The replicated Union headquarters that house the Fort Ward Museum © Barbara Noe Kennedy / Lonely Planet
The replicated Union headquarters that house the Fort Ward Museum © Barbara Noe Kennedy / Lonely Planet

During the Civil War, a ring of 164 forts and batteries protected Washington, D.C., including Fort Ward on the fringe of Alexandria. Today, the Fort Ward Museum, housed in replicated Union Army headquarters, tells the story of an occupied Alexandria, as soldiers and civilians went about their daily lives.

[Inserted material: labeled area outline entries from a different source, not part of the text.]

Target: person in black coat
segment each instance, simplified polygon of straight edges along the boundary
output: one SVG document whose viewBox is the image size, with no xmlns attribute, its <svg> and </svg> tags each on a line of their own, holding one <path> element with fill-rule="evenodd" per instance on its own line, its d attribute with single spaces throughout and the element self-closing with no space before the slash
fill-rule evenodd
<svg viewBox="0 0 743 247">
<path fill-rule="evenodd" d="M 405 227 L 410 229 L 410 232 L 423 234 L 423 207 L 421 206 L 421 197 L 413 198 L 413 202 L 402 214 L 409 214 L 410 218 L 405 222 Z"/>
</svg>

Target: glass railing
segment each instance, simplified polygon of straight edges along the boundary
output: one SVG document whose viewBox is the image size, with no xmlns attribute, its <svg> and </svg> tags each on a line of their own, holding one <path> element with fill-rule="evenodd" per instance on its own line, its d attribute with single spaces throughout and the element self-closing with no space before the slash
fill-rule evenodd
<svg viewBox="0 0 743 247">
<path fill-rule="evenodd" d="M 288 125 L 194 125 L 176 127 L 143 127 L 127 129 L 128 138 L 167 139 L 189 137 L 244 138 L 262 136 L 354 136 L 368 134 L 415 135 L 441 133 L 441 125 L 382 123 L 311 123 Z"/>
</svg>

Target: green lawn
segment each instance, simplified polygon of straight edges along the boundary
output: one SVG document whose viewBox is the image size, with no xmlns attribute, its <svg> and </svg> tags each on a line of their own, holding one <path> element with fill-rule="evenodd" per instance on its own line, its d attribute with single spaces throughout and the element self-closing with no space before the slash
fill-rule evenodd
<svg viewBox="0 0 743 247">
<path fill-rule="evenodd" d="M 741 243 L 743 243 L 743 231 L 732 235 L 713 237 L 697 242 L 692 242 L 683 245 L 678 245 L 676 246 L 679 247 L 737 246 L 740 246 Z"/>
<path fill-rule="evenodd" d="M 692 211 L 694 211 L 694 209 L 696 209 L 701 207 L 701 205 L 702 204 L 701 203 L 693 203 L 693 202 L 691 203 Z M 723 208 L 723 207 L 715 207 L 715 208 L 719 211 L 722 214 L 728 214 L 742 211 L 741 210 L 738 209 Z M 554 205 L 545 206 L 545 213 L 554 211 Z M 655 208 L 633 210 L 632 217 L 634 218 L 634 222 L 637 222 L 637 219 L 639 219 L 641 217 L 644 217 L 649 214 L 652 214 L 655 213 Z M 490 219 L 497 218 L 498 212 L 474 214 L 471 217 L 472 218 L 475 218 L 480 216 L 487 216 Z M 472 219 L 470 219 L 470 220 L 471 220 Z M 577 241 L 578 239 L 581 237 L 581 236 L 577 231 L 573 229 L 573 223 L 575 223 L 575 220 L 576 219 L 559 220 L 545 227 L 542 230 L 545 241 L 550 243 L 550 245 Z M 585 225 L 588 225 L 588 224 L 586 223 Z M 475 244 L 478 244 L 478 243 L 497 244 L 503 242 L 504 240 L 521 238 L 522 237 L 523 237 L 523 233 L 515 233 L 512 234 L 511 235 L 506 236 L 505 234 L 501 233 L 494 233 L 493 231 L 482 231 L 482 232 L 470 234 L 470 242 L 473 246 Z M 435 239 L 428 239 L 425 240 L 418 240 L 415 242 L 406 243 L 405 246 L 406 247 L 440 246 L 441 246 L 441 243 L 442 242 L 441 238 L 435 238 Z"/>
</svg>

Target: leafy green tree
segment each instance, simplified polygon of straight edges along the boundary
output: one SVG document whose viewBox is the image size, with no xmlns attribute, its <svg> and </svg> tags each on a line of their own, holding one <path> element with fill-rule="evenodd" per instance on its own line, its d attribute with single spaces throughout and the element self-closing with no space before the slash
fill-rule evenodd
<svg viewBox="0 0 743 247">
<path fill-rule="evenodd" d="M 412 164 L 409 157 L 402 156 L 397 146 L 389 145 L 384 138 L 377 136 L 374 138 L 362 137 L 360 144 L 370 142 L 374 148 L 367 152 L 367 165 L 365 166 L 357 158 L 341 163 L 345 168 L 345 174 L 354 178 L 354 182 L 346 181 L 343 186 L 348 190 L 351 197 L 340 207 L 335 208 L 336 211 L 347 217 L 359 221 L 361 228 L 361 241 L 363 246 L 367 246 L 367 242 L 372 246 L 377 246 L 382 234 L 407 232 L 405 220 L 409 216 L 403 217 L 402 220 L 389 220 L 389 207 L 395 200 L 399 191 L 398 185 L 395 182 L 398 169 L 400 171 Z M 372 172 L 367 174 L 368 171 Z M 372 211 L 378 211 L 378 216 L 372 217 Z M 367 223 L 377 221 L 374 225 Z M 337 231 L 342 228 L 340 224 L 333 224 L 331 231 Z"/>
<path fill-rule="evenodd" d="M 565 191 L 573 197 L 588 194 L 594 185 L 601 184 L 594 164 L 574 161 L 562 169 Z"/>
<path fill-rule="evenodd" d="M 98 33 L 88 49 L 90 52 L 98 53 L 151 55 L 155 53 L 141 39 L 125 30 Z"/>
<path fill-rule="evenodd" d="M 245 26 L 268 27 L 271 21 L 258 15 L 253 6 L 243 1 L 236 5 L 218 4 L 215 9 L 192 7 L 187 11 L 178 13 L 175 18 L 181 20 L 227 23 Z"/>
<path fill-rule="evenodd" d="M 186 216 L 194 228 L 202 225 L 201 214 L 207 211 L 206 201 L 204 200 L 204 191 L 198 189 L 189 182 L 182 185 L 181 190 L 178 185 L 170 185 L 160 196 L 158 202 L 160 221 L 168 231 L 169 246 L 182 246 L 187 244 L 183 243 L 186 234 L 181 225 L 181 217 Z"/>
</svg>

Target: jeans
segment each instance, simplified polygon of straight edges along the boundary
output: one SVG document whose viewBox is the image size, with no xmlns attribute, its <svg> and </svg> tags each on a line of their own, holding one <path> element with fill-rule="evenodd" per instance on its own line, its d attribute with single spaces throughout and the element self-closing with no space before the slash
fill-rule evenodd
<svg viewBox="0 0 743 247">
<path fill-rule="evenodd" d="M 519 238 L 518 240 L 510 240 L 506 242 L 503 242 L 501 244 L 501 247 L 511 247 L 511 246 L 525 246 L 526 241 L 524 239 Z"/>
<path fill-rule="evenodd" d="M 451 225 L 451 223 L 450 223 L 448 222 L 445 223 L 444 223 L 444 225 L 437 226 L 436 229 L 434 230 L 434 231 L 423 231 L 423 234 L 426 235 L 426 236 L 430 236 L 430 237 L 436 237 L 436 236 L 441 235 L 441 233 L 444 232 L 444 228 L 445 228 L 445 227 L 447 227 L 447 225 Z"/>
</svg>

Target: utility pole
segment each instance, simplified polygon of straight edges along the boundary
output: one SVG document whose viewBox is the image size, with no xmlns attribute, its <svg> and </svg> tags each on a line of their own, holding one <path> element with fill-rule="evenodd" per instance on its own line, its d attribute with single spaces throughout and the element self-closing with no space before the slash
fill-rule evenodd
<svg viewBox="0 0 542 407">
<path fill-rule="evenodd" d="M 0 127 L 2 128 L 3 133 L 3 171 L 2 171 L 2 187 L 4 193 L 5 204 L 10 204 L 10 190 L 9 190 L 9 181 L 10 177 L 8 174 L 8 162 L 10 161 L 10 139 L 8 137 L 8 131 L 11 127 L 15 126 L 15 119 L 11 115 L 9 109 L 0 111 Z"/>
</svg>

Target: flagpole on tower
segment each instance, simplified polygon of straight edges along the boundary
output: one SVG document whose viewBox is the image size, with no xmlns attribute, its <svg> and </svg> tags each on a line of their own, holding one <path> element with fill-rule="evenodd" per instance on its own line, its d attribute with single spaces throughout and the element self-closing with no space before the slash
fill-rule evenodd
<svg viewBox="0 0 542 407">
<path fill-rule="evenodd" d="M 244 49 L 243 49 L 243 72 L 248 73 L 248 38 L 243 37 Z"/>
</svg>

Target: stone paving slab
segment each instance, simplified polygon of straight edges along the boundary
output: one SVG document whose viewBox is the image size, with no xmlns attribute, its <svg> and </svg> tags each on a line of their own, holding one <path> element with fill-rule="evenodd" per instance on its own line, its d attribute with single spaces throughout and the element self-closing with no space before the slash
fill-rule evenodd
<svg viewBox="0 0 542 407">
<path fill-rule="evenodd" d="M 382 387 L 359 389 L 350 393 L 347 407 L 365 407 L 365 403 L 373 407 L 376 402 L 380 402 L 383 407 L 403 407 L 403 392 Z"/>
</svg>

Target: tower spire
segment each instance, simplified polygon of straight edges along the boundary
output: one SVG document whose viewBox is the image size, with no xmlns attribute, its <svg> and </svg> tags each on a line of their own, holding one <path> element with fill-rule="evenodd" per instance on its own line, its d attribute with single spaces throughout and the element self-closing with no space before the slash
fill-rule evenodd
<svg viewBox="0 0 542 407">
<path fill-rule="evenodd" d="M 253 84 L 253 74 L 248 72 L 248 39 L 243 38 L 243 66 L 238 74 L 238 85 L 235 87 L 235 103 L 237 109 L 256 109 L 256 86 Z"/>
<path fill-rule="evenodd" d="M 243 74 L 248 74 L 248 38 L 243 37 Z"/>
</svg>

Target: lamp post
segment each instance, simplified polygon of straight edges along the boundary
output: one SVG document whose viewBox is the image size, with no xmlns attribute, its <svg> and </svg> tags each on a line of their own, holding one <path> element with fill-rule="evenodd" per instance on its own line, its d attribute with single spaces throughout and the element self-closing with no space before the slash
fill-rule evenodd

Among the displays, don't miss the surgical instruments – including a trephine, used to drill into the skull; a tenaclum, used to tie off arteries; and a surgeon's amputation kit – that Mercy Street viewers will recognize. Also keep an eye out for special events, including reenactments portraying the history, training and soldier life of African American units in the Civil War.

“Appomattox”

This bronze statue of a Confederate soldier is a reminder of Alexandria's Southern roots © Barbara Noe Kennedy / Lonely Planet
This bronze statue of a Confederate soldier is a reminder of Alexandria's Southern roots ©  Barbara Noe Kennedy / Lonely Planet

This bronze soldier rises above Washington Street, a constant reminder that Alexandria was once a Southern city – and deeply intertwined in the conflict that tore the nation apart. "Appomatox" marks the spot where troops left town, on May 24, 1861, to join the Confederate army. With his back firmly to the North, he faces the battlefields where his comrades fell during the War Between the States. Sculpted by M. Caspar Buberl, the statue was installed in 1889 by the United Confederate Veterans.